殺せんせーがこないからといって必ずしもこうなるとは限りません。
限りませんから(保険をかけるチキン)
あと、作中での理事長の対応が効果を持つのかわかりません。書いてる人は頭が足りないのでもっと別の対応するかもしれません。・・・そもそも原作の方向に行くのがおかしいと言われたらそうだけど。


三日月が生まれなかったとある時間軸の話【グロ・胸糞注意】

満月が輝く春の夜空

その下で椚ヶ丘の野球部員が鍛錬を終えて帰路に立っていた。鍛錬終わりの部員の表情は晴れやかなものではなかった。

 

3月のある日、椚ヶ丘中学3年E組が集団自殺事件を起こした。

3年E組は校内における被差別クラスだ。

椚ヶ丘の学力についていけなかった者が落ちる落ちこぼれの掃きだめ。本校舎生徒に悪影響を及ば差ぬよう山の上にある旧校舎に隔離される。そこに落ちればクズ扱いも当然。

そんなE組が集団自殺事件を起こした。

最初は謎の集団失踪事件と春休みが始まったばかりの生徒内で少しだけ話題になっていた。グループラインや友達の集まりで好き勝手話していた人もいたとか。急展開したのは数日後だった。

 

校内の裏山でE組生徒が死体となって発見された。

 

見つけた人が警察に通報してそこからマスコミだのなんだのが大騒ぎ。連日学校に取材陣が押しかけ、どの部活も活動がままらなかった。当然、野球部の試合にも影響され、高校の野球部は春の選抜試合への棄権を勧告されたとかどうとか。

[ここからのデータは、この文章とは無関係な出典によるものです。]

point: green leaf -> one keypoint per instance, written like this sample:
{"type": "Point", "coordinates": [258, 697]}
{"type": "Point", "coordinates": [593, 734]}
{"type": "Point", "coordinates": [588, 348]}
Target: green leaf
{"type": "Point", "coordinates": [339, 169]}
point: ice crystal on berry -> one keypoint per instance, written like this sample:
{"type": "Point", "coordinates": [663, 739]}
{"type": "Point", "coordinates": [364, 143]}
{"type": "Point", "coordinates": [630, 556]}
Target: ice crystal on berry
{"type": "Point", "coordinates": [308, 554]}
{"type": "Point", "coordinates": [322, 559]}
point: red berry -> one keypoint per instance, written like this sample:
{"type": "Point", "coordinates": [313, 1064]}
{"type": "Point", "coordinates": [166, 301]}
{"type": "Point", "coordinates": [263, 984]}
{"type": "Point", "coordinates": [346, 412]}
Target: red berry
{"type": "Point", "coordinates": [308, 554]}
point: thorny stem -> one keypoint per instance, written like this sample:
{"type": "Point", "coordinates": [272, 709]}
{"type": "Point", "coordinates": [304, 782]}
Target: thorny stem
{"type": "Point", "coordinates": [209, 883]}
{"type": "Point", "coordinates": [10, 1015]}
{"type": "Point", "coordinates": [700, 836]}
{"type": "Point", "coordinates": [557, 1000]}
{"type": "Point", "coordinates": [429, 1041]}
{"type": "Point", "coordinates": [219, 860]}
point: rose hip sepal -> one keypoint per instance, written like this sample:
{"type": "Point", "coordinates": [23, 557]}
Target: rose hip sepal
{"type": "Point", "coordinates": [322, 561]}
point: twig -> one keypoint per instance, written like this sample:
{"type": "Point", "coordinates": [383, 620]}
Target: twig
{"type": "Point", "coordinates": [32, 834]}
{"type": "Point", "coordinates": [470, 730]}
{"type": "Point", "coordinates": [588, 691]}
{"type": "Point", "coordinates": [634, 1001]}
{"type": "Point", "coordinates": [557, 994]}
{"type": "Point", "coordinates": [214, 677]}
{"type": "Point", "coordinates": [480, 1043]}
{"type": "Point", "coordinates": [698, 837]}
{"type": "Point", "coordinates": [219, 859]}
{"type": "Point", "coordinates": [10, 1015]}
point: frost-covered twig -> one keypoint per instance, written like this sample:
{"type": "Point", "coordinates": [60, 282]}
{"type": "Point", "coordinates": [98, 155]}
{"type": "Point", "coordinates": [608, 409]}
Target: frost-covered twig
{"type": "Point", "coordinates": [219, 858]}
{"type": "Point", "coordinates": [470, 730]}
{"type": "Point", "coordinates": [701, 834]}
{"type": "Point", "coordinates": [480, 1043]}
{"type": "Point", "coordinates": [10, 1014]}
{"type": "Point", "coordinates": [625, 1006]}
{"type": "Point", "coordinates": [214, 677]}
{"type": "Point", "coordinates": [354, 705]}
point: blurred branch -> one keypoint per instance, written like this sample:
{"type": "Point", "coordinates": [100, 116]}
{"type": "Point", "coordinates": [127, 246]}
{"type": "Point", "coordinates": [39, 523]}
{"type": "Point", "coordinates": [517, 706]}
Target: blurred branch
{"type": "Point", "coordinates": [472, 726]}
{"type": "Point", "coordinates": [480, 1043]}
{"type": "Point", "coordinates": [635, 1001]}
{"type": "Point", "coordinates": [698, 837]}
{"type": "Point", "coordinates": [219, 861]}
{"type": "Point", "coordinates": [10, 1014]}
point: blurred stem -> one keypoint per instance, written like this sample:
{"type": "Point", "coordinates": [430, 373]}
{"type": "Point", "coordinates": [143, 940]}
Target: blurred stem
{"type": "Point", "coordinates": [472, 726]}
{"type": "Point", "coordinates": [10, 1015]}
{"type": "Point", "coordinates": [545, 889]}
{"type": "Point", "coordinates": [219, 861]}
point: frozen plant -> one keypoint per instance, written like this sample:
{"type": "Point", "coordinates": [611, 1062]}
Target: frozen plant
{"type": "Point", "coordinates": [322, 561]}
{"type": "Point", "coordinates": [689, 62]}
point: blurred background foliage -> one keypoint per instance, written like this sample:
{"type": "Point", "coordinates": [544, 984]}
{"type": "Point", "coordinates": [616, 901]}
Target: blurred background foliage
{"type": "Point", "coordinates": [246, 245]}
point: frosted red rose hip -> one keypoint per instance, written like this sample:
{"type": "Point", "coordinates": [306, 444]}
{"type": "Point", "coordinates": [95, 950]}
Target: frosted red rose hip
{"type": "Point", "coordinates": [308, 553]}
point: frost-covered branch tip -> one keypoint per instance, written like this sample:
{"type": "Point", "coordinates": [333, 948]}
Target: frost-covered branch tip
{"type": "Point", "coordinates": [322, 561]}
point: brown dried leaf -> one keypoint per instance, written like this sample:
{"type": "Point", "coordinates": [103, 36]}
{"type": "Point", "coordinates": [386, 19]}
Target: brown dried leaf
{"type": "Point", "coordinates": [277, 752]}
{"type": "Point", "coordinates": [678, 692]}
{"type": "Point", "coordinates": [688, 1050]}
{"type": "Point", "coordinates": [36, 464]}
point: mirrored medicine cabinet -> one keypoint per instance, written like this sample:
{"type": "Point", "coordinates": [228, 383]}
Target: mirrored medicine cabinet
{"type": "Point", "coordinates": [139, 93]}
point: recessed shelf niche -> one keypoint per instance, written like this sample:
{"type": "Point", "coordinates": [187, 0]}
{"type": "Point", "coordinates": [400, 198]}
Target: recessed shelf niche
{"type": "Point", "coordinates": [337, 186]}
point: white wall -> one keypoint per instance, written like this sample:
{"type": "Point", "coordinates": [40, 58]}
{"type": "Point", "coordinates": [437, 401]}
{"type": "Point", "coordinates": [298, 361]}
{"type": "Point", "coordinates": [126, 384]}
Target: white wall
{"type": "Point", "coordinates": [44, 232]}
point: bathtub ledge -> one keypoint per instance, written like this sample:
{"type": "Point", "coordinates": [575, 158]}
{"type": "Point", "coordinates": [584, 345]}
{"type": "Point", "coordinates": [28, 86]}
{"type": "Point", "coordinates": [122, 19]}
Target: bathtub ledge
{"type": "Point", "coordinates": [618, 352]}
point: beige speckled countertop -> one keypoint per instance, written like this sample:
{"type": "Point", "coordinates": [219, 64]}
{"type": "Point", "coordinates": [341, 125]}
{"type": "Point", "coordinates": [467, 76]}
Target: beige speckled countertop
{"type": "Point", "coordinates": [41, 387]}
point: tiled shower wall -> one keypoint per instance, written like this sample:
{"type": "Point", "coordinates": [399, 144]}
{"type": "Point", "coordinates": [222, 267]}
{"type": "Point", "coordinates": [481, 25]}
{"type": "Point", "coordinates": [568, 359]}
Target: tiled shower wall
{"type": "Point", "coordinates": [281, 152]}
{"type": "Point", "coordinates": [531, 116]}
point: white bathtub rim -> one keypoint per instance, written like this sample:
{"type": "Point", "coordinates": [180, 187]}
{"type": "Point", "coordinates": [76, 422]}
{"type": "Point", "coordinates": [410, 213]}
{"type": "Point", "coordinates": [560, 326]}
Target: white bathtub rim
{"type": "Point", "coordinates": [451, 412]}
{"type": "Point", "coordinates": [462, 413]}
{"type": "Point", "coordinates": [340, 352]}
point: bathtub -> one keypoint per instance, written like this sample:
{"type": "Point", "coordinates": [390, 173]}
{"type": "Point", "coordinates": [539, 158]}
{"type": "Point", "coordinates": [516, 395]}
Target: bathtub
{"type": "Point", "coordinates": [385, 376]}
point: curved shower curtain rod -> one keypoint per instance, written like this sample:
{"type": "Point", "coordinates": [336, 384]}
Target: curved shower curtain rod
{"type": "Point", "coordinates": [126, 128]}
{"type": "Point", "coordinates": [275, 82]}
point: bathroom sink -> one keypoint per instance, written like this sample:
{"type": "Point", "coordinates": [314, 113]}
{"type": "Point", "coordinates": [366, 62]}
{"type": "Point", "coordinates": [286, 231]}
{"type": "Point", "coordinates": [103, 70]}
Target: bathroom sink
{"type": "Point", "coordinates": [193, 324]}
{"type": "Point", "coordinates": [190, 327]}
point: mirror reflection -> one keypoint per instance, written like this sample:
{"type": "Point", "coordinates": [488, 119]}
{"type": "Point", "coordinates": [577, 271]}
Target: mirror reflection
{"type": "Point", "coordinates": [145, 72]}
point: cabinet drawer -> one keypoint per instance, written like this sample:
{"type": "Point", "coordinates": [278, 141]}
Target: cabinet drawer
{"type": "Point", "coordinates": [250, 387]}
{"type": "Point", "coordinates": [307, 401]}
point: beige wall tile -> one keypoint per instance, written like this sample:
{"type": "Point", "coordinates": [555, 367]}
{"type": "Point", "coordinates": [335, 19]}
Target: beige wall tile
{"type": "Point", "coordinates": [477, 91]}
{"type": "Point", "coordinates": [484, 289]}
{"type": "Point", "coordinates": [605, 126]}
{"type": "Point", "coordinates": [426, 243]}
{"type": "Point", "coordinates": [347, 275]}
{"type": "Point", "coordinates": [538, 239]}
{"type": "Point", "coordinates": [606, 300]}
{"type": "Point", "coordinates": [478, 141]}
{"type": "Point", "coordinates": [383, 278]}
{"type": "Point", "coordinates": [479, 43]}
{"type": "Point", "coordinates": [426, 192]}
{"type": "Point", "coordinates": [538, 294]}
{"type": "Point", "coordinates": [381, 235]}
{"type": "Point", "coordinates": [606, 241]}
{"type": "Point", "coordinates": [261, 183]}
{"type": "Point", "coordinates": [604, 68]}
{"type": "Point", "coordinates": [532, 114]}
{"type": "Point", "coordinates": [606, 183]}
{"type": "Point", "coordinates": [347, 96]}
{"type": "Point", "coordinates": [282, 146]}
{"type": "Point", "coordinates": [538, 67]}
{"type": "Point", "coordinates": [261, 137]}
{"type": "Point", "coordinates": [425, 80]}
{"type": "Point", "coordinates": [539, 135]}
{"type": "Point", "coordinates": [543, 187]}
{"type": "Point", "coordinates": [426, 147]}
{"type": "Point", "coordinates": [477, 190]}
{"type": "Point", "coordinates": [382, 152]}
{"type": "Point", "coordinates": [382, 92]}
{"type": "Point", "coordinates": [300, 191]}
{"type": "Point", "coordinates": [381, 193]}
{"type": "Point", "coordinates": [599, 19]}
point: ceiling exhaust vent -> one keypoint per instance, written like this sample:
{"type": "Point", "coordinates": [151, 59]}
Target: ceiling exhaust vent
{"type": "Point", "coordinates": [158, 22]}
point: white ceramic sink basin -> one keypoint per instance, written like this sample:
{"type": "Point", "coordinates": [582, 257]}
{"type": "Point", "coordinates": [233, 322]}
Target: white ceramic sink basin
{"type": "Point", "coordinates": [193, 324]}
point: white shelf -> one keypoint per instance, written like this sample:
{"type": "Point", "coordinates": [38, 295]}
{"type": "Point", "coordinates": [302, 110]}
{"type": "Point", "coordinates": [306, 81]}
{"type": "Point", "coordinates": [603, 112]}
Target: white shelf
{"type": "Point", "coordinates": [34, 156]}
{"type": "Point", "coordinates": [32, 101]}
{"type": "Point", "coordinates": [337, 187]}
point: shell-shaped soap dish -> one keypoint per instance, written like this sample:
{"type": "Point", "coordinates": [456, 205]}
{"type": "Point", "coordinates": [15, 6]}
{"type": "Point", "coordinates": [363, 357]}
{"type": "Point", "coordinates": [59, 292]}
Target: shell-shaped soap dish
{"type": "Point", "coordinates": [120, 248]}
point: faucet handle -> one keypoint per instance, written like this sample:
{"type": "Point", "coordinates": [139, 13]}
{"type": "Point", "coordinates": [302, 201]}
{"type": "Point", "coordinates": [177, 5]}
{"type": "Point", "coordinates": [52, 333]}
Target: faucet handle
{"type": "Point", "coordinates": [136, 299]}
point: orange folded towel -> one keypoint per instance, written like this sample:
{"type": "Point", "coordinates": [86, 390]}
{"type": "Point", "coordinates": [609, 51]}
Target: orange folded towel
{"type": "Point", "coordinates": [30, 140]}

今、マスコミがいないのは合同葬儀の場でE組遺族に対して浅野理事長が長い事土下座姿を見せたからバッシングも収まったからだ。ついでに死亡後にある費用諸々を学校が負担したことで逆に椚ヶ丘学園を擁護する声が増えだした。

主にだが、理事長の対応力のおかげで今こうして進藤たち本校舎生徒が平穏に暮らせている。理事長には感謝しなければ。

 

自殺した生徒の中に元野球部員もいた。彼はピッチャーポジションであったが鈍速の球であったため戦力外通告をされ、成績も落ちてE組へいってしまった。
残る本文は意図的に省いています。